S.1209/H.3320 REMOVES ADULT SUPERVISION by striking out section 12L (chp.122) in our General Law. This leaves our children prey to sexual predators, and sex trafficking. SEE S.1209 SECTION 12L.
(for further background, see the undercover journalistic investigations of abortion facilities refusing to report sex crimes: https://www.facebook.com/watch/?v=10156350513198728)
RISKS WOMEN’S LIVES.
S.1209/H.3320 STRIKES MEDICAL REGULATIONS THAT ENSURE THE HEALTH & SAFETY OF WOMEN SUBMITTING TO LATE-TERM ABORTIONS by removing section 12M (chp.112) in our General Law. A woman’s health is now less important -- and protected -- than the law’s commitment to promoting abortion at any time, for any reason. A procedure that is more likely to kill her (abortion) can be recommended before she is given prenatal care. SEE SECTION 12M in CURRENT LAW
S.1209/H.3320 STRIKES OUT REQUIREMENTS THAT DOCTORS PROVIDE LIFE-SAVING TREATMENT TO BORN INFANTS by striking section 12P (chp.112) in our General Law: “[a physician must take] reasonable steps, both during and subsequent to the abortion, in keeping with good medical practice, consistent with the procedure being used, to preserve the life and health of the aborted child” if that child is born alive during the procedure.” SEE SECTION 12P IN CURRENT LAW.

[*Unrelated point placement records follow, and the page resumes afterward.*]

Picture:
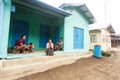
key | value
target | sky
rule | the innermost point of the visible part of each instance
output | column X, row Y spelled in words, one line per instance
column 105, row 11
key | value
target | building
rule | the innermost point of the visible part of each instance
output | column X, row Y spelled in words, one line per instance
column 102, row 37
column 76, row 36
column 115, row 41
column 40, row 22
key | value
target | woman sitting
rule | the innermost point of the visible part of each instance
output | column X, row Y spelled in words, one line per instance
column 21, row 46
column 49, row 48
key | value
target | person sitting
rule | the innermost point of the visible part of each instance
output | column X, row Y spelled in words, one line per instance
column 31, row 46
column 49, row 48
column 20, row 45
column 58, row 47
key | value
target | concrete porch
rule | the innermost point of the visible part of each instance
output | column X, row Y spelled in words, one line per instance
column 16, row 68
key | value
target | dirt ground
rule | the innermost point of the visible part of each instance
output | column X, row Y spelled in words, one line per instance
column 105, row 68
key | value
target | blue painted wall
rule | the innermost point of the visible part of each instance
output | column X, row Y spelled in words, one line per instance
column 78, row 20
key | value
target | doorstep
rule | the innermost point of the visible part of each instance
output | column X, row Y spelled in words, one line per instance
column 16, row 68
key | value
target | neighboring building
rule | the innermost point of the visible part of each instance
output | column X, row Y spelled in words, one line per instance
column 102, row 37
column 76, row 33
column 39, row 22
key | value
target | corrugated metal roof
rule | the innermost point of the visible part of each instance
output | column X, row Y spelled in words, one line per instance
column 83, row 8
column 44, row 6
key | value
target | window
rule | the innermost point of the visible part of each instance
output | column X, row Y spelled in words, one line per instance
column 93, row 38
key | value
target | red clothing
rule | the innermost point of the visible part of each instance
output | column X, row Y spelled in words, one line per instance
column 19, row 42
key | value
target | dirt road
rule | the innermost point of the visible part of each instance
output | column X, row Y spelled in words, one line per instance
column 84, row 69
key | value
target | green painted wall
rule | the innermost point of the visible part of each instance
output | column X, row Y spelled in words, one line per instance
column 5, row 28
column 35, row 19
column 77, row 19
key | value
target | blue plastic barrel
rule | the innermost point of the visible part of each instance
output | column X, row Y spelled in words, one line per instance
column 97, row 51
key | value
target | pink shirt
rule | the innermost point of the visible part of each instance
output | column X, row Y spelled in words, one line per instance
column 48, row 45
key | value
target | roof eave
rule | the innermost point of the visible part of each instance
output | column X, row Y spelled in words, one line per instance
column 44, row 6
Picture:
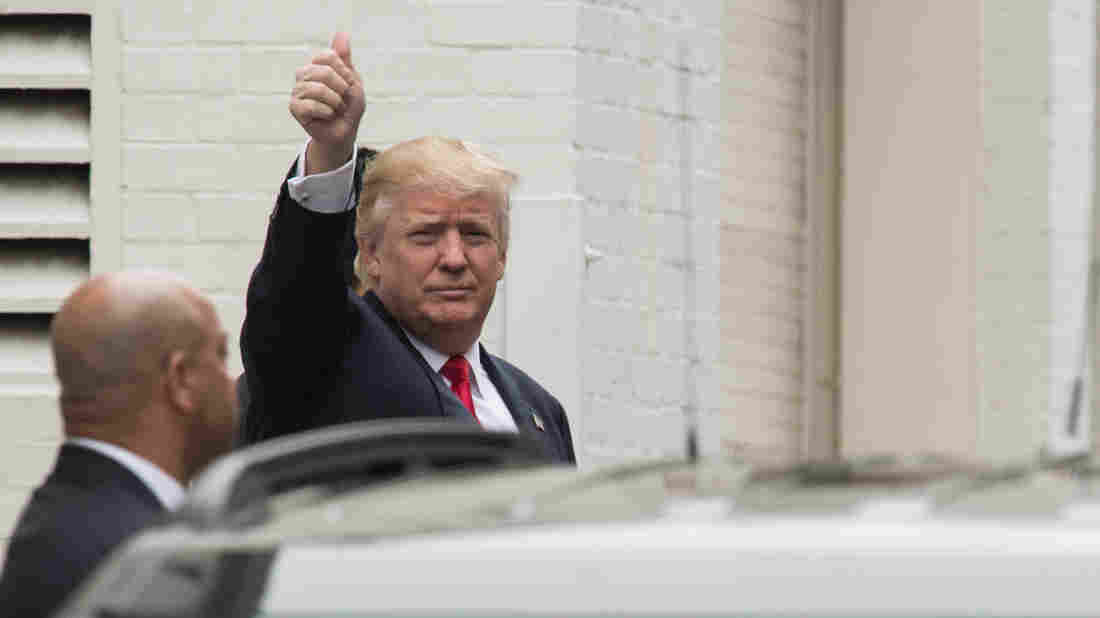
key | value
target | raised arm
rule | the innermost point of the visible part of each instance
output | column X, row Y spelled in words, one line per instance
column 297, row 301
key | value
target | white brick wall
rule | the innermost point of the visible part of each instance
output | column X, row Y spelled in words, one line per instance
column 1073, row 35
column 648, row 349
column 763, row 92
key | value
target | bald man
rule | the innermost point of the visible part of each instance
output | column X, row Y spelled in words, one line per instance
column 146, row 401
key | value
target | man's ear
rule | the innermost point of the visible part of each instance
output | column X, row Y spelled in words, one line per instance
column 177, row 382
column 367, row 257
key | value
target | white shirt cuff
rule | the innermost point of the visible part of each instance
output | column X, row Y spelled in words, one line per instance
column 329, row 191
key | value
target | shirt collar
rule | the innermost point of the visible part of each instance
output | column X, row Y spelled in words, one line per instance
column 436, row 360
column 165, row 487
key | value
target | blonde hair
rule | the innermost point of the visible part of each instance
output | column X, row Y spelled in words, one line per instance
column 443, row 166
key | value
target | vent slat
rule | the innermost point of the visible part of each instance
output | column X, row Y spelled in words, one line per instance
column 50, row 201
column 25, row 360
column 45, row 52
column 36, row 275
column 44, row 127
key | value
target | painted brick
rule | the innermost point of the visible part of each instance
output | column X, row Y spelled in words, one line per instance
column 233, row 217
column 792, row 12
column 206, row 167
column 609, row 31
column 613, row 328
column 157, row 22
column 543, row 168
column 176, row 69
column 244, row 120
column 746, row 29
column 164, row 217
column 212, row 267
column 607, row 375
column 416, row 72
column 607, row 129
column 158, row 119
column 231, row 312
column 525, row 73
column 30, row 418
column 389, row 24
column 218, row 70
column 157, row 70
column 484, row 121
column 504, row 24
column 609, row 80
column 257, row 21
column 271, row 69
column 26, row 463
column 607, row 179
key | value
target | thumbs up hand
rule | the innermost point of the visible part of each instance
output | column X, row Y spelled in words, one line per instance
column 328, row 102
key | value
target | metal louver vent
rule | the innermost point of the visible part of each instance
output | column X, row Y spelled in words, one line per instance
column 45, row 163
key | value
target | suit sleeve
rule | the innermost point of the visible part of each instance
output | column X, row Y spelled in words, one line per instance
column 298, row 315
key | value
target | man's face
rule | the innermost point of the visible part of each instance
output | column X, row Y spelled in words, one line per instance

*(for research proving that babies without this protection are routinely killed, Canada’s CIHI provided a statistics sheet in reply to our query regarding their similar law & infants born alive during abortion procedures:: https://drive.google.com/file/d/1QtC0BXfavgyg1KKX1Fb2qGevdcKmDDBp/view)
HOW TO LOBBY
“We in America do not have government by majority. We have government by the majority who participate.” -- Thomas Jefferson
“Just one high quality, thoughtful communication will have more of an impact on a legislator than 10 or 20 or 100 lukewarm communications—no matter whose name is on the letterhead.”
[ adapted in part from MCFL experience, and various sources ]
Here are a few tips to keep handy when you start lobbying for life in Massachusetts. Whether you’re making a phone call or visiting your legislator in person to make your case, telling a personal story about an important issue is much more effective than any town hall mob or purely intellectual fact sheet you choose to use.
Identify yourself. Start by telling them who you are. Make sure to tell them where you live so they know you’re a constituent. (In some cases, such as those where bills are heard in special committee, this is not important. When addressing someone such as a committee chairman, simply introduce yourself as you would any other time.) Do let them know if you are a member of an organization or have a tie to some other group that may have an expert opinion or interest in this issue or law.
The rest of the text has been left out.